A Mixture-of-Experts (MoE) is a neural network architecture that significantly increases a model's total parameter count without proportionally increasing its computational cost during inference.
Instead of running every input through all the parameters in the network (a dense architecture), an MoE model is composed of multiple specialized sub-networks called "experts." A routing mechanism, or gating network, evaluates each incoming token and dynamically sends it to only the most relevant expert(s) for processing.
Why It Matters
Training massive AI models requires immense computational power. MoE allows labs to scale model capacity and reasoning ability to hundreds of billions or even trillions of parameters while keeping inference costs low. Because only a small fraction of the total parameters (the "active parameters") are used for any given token, an MoE model can run much faster and cheaper than a dense model of equivalent total size.
How It Works
In a standard Transformer, the feed-forward network (FFN) processes every token.

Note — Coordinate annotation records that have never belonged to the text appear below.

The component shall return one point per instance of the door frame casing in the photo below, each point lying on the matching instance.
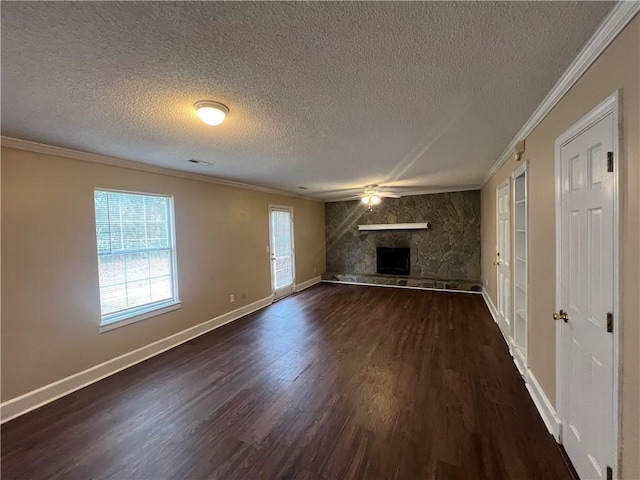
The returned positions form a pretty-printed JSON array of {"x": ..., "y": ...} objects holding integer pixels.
[
  {"x": 521, "y": 169},
  {"x": 508, "y": 334},
  {"x": 288, "y": 208},
  {"x": 609, "y": 106}
]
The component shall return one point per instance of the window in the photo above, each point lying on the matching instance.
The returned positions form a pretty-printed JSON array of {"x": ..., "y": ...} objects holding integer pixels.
[{"x": 136, "y": 254}]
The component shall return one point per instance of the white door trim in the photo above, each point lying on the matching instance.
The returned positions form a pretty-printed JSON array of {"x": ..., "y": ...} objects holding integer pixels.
[
  {"x": 608, "y": 106},
  {"x": 505, "y": 327},
  {"x": 289, "y": 209},
  {"x": 518, "y": 357}
]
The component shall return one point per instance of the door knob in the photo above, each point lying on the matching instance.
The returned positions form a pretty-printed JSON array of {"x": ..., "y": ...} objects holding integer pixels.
[{"x": 561, "y": 316}]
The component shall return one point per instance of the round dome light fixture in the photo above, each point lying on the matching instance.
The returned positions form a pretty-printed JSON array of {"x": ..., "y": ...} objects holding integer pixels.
[{"x": 210, "y": 112}]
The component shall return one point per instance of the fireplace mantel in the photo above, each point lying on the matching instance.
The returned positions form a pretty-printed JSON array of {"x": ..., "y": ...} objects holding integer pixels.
[{"x": 395, "y": 226}]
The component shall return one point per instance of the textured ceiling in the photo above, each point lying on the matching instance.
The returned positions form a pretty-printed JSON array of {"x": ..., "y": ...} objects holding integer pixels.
[{"x": 329, "y": 96}]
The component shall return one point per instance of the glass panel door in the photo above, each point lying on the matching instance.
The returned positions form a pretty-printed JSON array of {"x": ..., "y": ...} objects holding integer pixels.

In an MoE architecture, the FFN is replaced by a set of experts (e.g., 8 independent FFNs) and a router. When a token arrives, the router calculates a probability distribution to determine which experts are best suited to handle it. Typically, it routes the token to the top-k experts (often just 2 out of 8). The outputs from these selected experts are then combined to form the final result.
Example
Mistral Small 4 is a highly capable open-weights model built on a Mixture-of-Experts architecture. While it has a total of 119 billion parameters, it only uses 22 billion active parameters during inference for any given token. This sparse routing allows it to unify capabilities for complex reasoning, coding, and multimodal tasks while running efficiently enough to be deployed on local enterprise hardware.